It is National Pancake Day – might as well share some healthier YUM-YUM versions as we go…

quick and easy protein pancake

Quick & easy protein pancakes

1 Tbsp. coconut oil

for the pancakes:

  • 2 eggs
  • ⅓ cup vanilla flavor whey or plant-based protein powder
  • ½ tsp. baking powder
  • 2 fl oz. unsweetened almond milk

Serves 2 – Per serving (suggested toppings not included):

213 Calories

2g Carbs

22g Protein

13g Fat

Directions:

  1. Place the pancake ingredients in a blender and blend well until smooth. Heat ½ tsp. coconut oil in a large frying pan over a medium flame.
  2. When the oil is hot, pour around a quarter of the batter into the frying pan.
  3. When bubbles start to form on the surface of the pancake, turn or flip the pancake.
  4. Cook for another 1-2 minutes. Transfer to a plate. Repeat steps with the remaining oil and batter. Serve.
  5. Consume immediately.

Serving suggestion:

Drizzle lightly with honey or maple syrup and serve with fresh berries of your choice


Lemon oat pancakes

3 Tbsps. butter or coconut oil (if vegan)

for the pancakes:

  • 1 cup oats (use gluten free if preferred)
  • 3½ fl oz. cold water
  • 1 tsp. vanilla extract
  • 1 tsp. baking powder
  • finely grated zest of 1 unwaxed lemon
  • 1 heaping Tbsp. desiccated coconut
  • a small pinch of sea salt

to serve:

  • a drizzle of maple syrup
  • a squeeze of fresh lemon juice (optional)

Serves 3 – Per serving (with toppings included)

311 Calories

30g Carbs

5g Protein

19g Fat

Directions:

  1. Place the pancake ingredients into a blender jug and blend well until smooth.
  2. Melt 1 tsp. butter/oil in a frying pan over a medium heat. Reduce the heat to low.
  3. Add 2 Tbsps. pancake batter and cook for 3 minutes. When bubbles appear on the surface of the pancake, flip or turn and cook for 2-3 minutes.
  4. Transfer pancake to a plate.
  5. Repeat with the remaining butter/oil and pancake batter.
  6. Serve with maple syrup and lemon juice.

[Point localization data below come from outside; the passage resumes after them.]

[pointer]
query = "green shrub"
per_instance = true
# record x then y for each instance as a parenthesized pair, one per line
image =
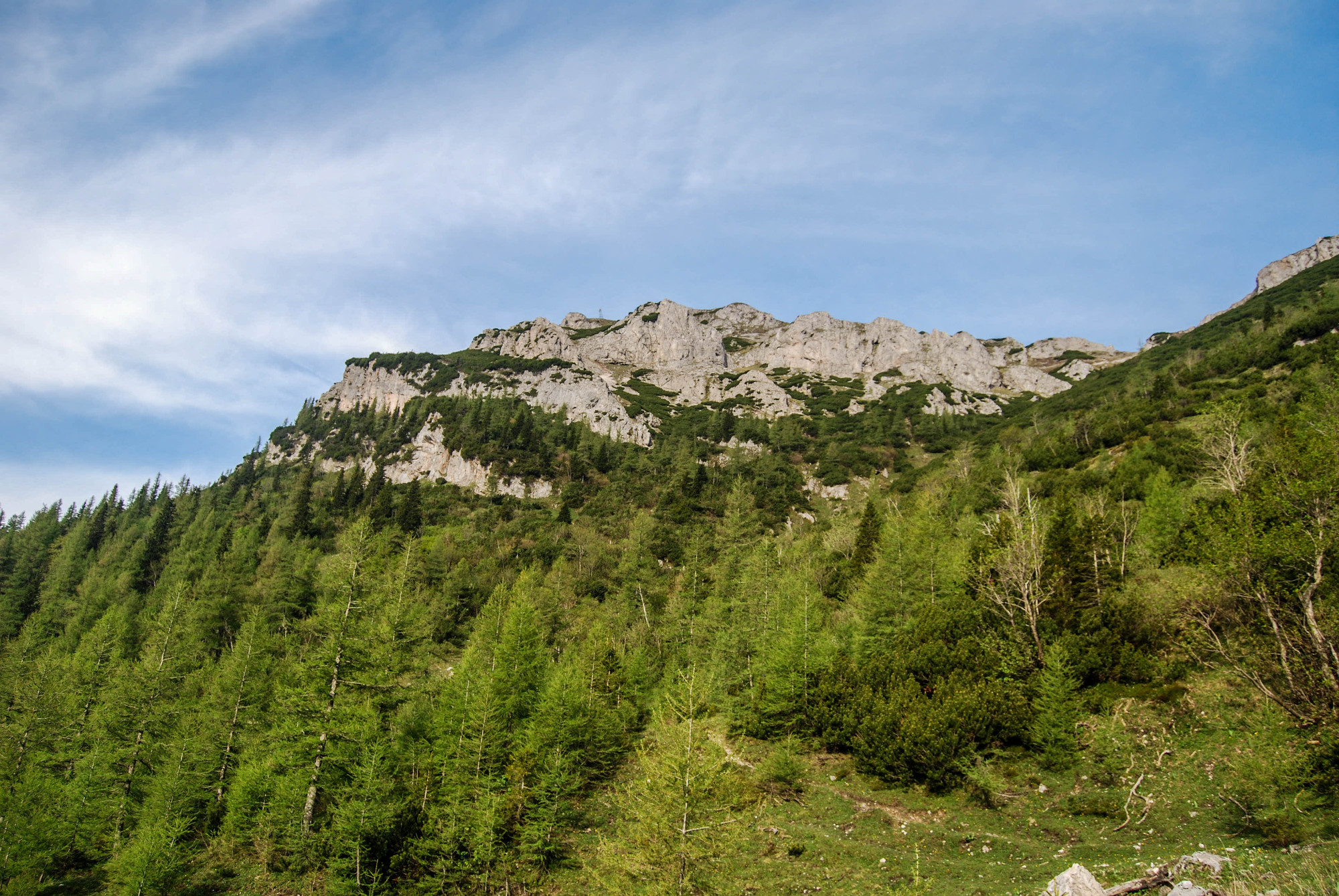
(783, 772)
(1052, 733)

Store any leftover pancakes in an airtight container and refrigerate for up to 2 days or freeze on same day.


thick and fluffy protein pancake

Thick & fluffy protein pancakes

  • 8 egg whites
  • ¾ cup oats (use gluten free if preferred)
  • ⅓ cup vanilla flavor whey or plant-based protein powder
  • 1 tsp. stevia (or natural sweetener of your choice)
  • 3½ fl oz. unsweetened almond milk
  • ¼ tsp. xanthan gum (optional)
  • 2 tsps. coconut oil

Makes 4 pancakes

Per pancake (suggested toppings not included):

168 Calories

15g Carbs

18g Protein

4g Fat

Directions:

  1. Place the egg whites, oats, protein powder, stevia, milk and xanthan gum (if using) in a blender, and blend well until creamy.
  2. Melt ½ tsp. oil in a frying pan over a medium heat. Pour ¼ of the batter into the pan. Tilt the base of the pan gently to shape the batter into a circle.
  3. Cook for 2-3 minutes. When bubbles appear on the surface of the pancake, turn over and cook for 2-3 minutes or until the underside of the pancake is golden.
  4. Transfer to a plate.
  5. Repeat steps with the remaining oil and batter.

Store any leftovers in an airtight container and refrigerate for up to 2 days.

 Serving suggestion:

Serve with mixed berries and a drizzle of maple syrup or honey.